(Above: starting positions - Parliament on right and Royalists on left)
At first I was planning on running Edgehill, since that's a sort of simple "both sides lined up opposite each other and have at it" kind of battle. But upon closer examination of the armies at Edgehill, I felt our collections didn't match that battle very well. I went browsed around for another and settled on First Newbury in 1643, which not only fit our collections better but also had an interesting but easy-to-replicate map.
(Above: the ten starting players - an eleventh showed up a shortly after things were under way)
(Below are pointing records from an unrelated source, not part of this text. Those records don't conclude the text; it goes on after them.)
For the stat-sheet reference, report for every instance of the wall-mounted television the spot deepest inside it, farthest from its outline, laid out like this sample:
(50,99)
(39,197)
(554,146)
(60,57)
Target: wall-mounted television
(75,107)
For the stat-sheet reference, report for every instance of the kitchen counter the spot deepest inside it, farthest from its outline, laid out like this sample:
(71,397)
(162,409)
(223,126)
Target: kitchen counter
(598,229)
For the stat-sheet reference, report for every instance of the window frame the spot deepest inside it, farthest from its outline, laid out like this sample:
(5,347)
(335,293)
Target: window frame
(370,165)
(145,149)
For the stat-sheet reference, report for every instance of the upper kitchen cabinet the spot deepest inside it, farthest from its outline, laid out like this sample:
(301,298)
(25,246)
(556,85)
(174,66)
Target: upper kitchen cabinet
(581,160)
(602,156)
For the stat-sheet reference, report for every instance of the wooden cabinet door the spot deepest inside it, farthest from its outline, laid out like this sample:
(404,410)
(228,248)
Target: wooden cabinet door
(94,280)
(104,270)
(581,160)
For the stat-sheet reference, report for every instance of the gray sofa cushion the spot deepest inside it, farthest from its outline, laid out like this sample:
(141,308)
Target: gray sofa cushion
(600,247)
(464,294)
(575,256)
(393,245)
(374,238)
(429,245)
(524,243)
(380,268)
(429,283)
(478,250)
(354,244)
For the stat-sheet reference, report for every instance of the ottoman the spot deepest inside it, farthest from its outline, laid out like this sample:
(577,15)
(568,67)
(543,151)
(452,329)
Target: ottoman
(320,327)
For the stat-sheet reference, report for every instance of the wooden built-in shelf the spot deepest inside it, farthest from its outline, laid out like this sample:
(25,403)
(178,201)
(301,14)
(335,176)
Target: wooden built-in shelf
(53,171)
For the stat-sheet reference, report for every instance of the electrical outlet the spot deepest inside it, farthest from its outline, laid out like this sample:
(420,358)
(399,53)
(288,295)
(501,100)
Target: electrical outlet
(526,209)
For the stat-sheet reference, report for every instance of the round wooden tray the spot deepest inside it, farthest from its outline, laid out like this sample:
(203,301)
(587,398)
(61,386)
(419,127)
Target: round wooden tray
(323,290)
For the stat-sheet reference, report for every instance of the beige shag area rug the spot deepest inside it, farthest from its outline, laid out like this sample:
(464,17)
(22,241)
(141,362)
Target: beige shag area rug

Although eleven (!) players showed up almost all of them had previously played in one of my Pikeman's Lament/Lion Rampant games so everyone just dove in and there was very little for me to do other than enjoy watching. The Parliamentarian right players concocted a plan to deal with the Royalist charge of gallopers led by Prince Rupert, and they destroyed the entire Royalist left while keeping quite a bit of their own horse and foot intact.
(Above: at the bottom center the Royalist cavalry can be seen charging forward)
However, the Royalists had gathered a "grand battery" of cannon in the center-left which whittled down the Parliament center the entire game. And finally, on the Parliament extreme left, an officer (probably Fontesque) was subject to a "lucky blow" in combat and killed in battle, causing that entire flank to fall back.
(Above: Royalist cavalry - Alyssa's figs)
The game victory condition was the usual simple "first side to lose half their units loses" and the Royalists squeaked it out even though their overall situation was pretty dicey given the annihilation of their left and a rather thin center line.
(Above: view from other side of table, where the infantry fight is going on)
The Portland wargaming community that has developed nicely in the last few years and is really quite delightful. When I run Pikeman's Lament multiplayer games I like to designate one player on each side as "commander in chief" – a fancy title for the simple job of being the player who declares that their side's turn in over and that the other side may proceed. Since this was First Newbury the Royalist CinC was King Charles (Andrew) and Parliament's was Jeff (Earl of Essex). As is somewhat evitable I suppose, the concept of "the King" being at the table led to a lot of banter and trash talking which at one point carried one long enough that the players forgot whose turn it was!